WHAT ARE THE CAUSES?

Eyelash growth changes with age and so may often be temporary. Behaviors, such as frequent eye rubbing, can also mechanically turn the lashes inwards.  Inflammatory conditions of the eyelids and eyelashes (e.g. Blepharitis) can also impair eyelash growth.  Some children have a congenital malformation of the eyelids, such as epiblepharon. This occurs because of an extra fold of eyelid skin on the lower lid that pushes the lashes into a vertical position.

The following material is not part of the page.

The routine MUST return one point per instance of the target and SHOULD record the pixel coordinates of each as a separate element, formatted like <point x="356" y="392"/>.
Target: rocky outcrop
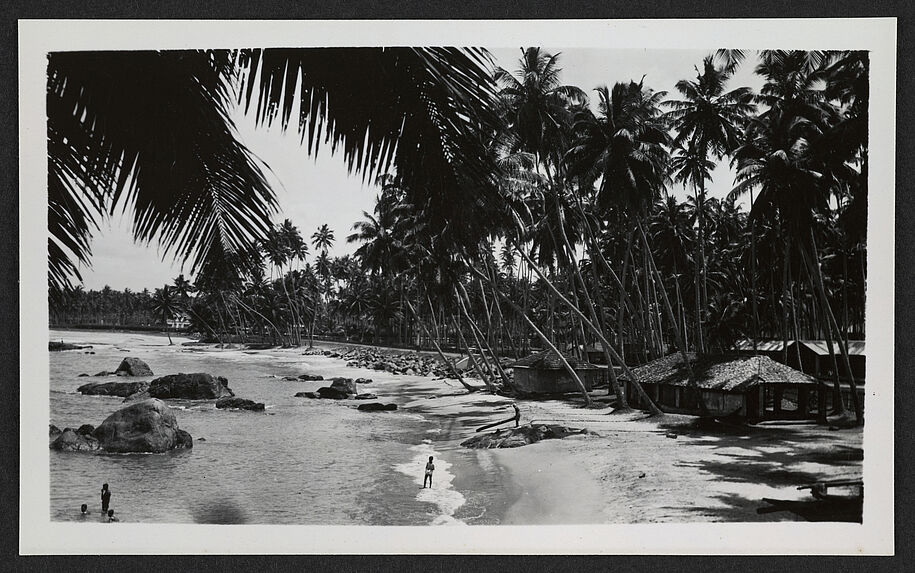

It is often noted shortly after birth and is most commonly seen in children of Asian or Hispanic ancestry. Finally, accessory or extra eyelashes may grow in an abnormal way. This is known as distichiasis.

WHAT IS THE TREATMENT?

Often this is a temporary issue for children and no treatment is necessary other than observation. Artificial tear ointment may be prescribed to protect the surface of the eye. If there is a scratch on the eye, antibiotic drops may be necessary. A short-term solution may involve manually pulling the misdirected lashes, but they typically grow back short and stiff in 6-8 weeks and can be more irritating. If there are signs of infection, scarring or vision loss, the lash follicles can be destroyed in the operating room using cautery or another method. If the cause is epiblepharon, surgery can be done to remove the excess skin and rotate the eyelid into a more normal position.